Bleeding and Belonging is a digital poetry collection, produced through research at Brighton and Sussex Medical School (BSMS), led by Dr Rich Gorman, Assistant Professor in Ethics and Social Science, in collaboration with the charity Local Families with Bleeding Disorders.
The collection is available to read online.
The research was supported by generous funding from the Centre for Arts and Wellbeing at the University of Brighton, and facilitated by poet Dawn Gorman.
Bleeding disorders, which include conditions such as haemophilia and von Willebrand disease, are inherited conditions with wide-ranging impacts on health, care, and family life.
The research project involved using poetry to try and understand more about the hopes, expectations, and worries of people affected by bleeding disorders.
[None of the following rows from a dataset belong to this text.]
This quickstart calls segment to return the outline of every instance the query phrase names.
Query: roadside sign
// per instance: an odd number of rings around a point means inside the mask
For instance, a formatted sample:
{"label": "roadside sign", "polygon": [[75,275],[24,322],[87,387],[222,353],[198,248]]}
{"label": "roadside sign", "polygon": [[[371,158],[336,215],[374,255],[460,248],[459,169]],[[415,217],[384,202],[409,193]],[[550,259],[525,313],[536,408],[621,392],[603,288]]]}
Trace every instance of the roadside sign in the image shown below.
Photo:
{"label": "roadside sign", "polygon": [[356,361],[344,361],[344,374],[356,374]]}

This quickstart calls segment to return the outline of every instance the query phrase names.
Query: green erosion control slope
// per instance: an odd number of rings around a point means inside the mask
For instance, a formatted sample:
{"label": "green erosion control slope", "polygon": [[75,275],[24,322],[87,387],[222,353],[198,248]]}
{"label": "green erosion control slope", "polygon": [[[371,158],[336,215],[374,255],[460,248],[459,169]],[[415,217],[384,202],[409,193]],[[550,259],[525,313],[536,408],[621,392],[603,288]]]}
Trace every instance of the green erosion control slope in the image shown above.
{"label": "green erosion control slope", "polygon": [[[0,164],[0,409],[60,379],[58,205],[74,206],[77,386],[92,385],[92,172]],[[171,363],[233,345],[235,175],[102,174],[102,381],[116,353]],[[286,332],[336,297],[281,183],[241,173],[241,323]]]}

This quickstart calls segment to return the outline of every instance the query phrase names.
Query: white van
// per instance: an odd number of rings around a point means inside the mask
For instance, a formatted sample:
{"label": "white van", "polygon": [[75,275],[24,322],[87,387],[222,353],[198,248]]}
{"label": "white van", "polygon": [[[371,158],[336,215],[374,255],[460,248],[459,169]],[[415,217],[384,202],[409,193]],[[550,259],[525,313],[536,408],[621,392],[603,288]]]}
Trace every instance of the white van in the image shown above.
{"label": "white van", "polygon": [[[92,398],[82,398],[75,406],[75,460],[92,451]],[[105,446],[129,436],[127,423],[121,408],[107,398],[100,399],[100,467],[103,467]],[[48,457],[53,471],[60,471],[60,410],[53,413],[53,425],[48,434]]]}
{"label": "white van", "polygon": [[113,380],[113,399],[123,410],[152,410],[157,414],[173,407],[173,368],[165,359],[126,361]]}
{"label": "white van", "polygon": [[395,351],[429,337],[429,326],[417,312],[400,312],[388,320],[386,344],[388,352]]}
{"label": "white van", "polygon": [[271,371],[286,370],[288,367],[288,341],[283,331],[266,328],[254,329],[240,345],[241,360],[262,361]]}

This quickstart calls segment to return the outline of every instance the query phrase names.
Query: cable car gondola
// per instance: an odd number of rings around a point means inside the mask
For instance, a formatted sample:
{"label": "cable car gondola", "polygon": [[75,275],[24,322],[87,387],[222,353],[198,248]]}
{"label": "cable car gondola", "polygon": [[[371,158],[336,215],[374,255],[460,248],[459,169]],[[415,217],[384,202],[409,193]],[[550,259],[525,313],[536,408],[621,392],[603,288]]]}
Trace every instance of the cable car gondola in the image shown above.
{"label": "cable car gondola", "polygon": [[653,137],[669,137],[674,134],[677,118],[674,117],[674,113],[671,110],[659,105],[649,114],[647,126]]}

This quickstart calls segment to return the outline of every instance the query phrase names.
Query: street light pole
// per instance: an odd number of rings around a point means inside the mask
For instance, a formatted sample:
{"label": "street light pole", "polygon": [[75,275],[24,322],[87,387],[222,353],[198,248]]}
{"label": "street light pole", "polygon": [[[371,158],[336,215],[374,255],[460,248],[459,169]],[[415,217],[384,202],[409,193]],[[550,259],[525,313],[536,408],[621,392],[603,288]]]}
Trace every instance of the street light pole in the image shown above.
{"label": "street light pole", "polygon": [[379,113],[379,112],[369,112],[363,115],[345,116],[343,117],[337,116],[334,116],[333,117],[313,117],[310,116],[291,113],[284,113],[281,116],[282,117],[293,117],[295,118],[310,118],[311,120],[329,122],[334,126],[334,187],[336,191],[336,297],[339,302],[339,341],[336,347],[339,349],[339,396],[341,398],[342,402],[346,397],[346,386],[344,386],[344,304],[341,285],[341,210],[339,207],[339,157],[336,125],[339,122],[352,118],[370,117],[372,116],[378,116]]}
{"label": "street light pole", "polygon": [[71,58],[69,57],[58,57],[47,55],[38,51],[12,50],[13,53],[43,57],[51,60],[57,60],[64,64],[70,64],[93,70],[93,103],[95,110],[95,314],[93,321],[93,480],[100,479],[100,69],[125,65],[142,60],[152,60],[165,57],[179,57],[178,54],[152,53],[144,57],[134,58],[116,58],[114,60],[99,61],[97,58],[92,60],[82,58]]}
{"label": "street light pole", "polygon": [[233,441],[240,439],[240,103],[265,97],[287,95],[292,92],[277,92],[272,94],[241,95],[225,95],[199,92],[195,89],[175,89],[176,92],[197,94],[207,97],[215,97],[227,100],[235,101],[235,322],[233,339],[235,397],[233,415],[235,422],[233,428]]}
The poems were collected in a digital collection that reflect on the emotional, social, and lived realities of living with a bleeding disorder, exploring how families make sense of both inheritance and identity, whilst navigating uncertainty and resilience.
Dr Gorman explains: “The poems in Bleeding and Belonging give us a better understanding of the emotional, social, and cultural aspects affecting families. I hope that highlighting these dimensions can help us to support efforts to develop more sensitive, patient-centred, bleeding disorders care.”
The research builds on expertise at BSMS that focusses on exploring how creative, arts-based, and participatory approaches can help us understand people’s experiences of health, care, and medicine.
The poetry was also featured in a recent podcast ‘Veins, Verse, and Voices’, where participants discussed their experiences of taking part and exploring life with bleeding disorders through poetry.